Cecil Bustamente Campbell, O.D. (born May 28, 1938), better known as Prince Buster and less known by his muslim name Muhammed Yusef Ali, is regarded as one of the most important figures in the history of ska and rocksteady music. The records he made on the Blue Beat label in the 1960s inspired many reggae and ska artists.

In 1960, Buster produced a record for the Folkes Brothers for the Wild Bells label, "Oh Carolina," under his nickname. This record was Jamaica's first to involve an element of African music - the drumming in the record was provided by Count Ossie, the lead nyabinghi drummer from the rastafarian camp, Camp David in the hills above Kingston. It was an instant hit in Jamaica (arguably because of its African drumming - it gave the people of Jamaica a cultural artifact all of their own), and Buster's early records, which were released in the UK by Blue Beat Records contributed greatly to the developing sound of ska. Buster was soon recording himself as well as producing records for others.

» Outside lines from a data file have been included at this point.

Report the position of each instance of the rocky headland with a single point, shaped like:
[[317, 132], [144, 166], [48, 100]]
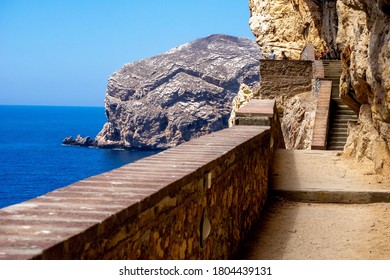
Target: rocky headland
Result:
[[162, 101]]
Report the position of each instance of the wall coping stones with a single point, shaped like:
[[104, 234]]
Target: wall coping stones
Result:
[[53, 225]]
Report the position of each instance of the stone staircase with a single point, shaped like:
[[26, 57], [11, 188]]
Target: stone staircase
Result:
[[340, 113]]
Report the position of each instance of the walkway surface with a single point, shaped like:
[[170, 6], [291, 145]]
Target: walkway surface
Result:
[[322, 206]]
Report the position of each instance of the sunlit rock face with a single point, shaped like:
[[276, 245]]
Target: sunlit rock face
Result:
[[162, 101], [358, 31], [364, 41], [290, 25]]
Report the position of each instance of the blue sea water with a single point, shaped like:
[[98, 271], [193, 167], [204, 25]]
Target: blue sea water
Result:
[[33, 160]]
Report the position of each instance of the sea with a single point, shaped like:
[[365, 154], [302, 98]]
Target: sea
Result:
[[33, 160]]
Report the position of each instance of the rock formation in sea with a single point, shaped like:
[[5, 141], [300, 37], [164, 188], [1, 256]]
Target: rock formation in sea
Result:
[[162, 101], [358, 31]]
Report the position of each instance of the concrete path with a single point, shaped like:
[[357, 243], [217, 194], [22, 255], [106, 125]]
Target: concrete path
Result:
[[322, 207]]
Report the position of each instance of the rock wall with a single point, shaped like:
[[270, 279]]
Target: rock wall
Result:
[[290, 25], [358, 31], [290, 84], [364, 40], [182, 94]]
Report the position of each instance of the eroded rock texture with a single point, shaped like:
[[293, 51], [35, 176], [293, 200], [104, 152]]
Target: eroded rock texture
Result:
[[358, 31], [290, 25], [186, 92], [364, 41]]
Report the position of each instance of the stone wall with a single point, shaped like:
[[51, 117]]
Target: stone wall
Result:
[[287, 77], [194, 201]]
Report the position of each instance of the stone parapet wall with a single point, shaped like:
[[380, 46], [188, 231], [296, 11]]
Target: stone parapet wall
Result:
[[285, 77], [195, 201]]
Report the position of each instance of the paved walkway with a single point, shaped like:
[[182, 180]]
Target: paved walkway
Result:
[[323, 207]]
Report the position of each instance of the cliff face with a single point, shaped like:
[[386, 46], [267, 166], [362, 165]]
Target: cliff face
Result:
[[290, 25], [165, 100], [358, 31]]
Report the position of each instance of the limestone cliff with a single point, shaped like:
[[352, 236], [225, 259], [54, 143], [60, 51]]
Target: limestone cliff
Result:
[[358, 31], [186, 92], [290, 25]]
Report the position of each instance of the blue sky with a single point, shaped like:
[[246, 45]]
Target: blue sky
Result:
[[62, 52]]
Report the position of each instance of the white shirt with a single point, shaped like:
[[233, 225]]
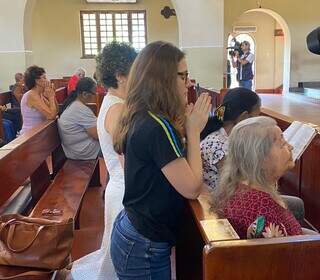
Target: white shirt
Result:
[[249, 58]]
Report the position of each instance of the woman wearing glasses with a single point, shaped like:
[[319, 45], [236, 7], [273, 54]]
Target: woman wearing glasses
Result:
[[78, 124], [159, 176]]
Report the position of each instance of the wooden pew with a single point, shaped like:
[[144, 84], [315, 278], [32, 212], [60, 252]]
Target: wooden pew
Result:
[[5, 98], [27, 157], [199, 258], [61, 94], [303, 180]]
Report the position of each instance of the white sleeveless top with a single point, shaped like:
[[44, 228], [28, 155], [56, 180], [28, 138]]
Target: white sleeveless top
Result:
[[111, 158]]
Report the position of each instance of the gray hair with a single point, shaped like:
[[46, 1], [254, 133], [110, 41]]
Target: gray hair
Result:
[[250, 143]]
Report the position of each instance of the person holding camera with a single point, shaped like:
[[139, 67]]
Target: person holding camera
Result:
[[243, 63]]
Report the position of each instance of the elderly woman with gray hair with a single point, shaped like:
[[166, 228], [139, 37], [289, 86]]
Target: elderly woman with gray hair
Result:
[[247, 195]]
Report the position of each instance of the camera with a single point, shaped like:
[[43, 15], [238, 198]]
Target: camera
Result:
[[235, 47]]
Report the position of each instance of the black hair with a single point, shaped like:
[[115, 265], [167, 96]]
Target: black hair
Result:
[[235, 102], [32, 74], [115, 59], [86, 84]]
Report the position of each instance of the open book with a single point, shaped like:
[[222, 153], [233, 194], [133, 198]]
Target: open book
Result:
[[299, 136], [218, 229]]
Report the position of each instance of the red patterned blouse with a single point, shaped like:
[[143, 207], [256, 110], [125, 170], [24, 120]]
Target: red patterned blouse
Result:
[[247, 204]]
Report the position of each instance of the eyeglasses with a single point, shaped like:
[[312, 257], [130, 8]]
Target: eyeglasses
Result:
[[184, 76]]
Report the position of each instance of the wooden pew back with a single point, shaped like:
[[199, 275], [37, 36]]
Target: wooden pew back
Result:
[[26, 157], [295, 257], [61, 94], [5, 98], [199, 258]]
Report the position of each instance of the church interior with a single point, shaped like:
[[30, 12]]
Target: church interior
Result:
[[68, 66]]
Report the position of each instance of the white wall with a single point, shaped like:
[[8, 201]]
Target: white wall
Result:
[[201, 37], [268, 49], [12, 50], [56, 40], [301, 19]]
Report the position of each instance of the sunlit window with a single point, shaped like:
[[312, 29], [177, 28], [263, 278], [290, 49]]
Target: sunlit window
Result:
[[99, 28]]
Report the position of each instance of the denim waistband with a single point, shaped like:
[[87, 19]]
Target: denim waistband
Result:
[[125, 226]]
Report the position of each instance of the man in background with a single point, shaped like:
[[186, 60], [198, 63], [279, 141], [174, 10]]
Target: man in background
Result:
[[243, 64]]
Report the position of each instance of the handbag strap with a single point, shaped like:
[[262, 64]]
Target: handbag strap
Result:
[[12, 225], [28, 273]]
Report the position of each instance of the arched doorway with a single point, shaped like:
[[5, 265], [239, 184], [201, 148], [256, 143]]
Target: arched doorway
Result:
[[286, 44], [232, 72]]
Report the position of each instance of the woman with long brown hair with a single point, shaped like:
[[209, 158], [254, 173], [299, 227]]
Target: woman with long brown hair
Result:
[[158, 176]]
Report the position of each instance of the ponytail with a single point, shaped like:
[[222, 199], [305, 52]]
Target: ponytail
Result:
[[72, 97], [235, 102], [213, 124]]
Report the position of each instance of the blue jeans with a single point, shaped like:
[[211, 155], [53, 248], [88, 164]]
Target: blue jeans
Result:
[[246, 84], [136, 257]]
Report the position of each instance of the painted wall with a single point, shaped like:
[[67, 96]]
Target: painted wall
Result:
[[201, 37], [267, 51], [278, 59], [12, 51], [301, 19], [56, 42]]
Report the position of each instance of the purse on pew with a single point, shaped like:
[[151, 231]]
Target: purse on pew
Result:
[[35, 242]]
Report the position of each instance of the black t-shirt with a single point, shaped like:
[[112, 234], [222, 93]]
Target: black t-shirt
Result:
[[152, 203]]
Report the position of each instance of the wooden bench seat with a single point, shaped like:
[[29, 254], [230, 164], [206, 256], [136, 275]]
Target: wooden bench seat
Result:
[[67, 189], [64, 189], [5, 98], [199, 258]]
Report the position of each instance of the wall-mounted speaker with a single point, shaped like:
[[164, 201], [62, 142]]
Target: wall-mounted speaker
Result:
[[313, 41]]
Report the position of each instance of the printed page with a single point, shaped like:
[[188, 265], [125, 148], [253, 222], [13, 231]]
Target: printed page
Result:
[[218, 229], [301, 140]]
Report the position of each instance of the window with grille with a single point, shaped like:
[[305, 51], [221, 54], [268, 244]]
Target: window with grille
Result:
[[100, 28]]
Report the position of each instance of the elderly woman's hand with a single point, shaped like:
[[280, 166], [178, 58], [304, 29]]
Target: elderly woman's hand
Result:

From 1963 to the end of the decade, Buster wrote and produced hundreds of songs for Blue Beat. Soon after his initial success, Buster was drawing international attention. He toured Britain extensively during this period, playing to sellout crowds, and appeared on commercial TV broadcaster Rediffusion London's Friday early-evening pop show Ready, Steady, Go! in 1964. He became notorious for releasing "Big Five", a raunched-up re-write of Brook Benton's "Rainy Night in Georgia".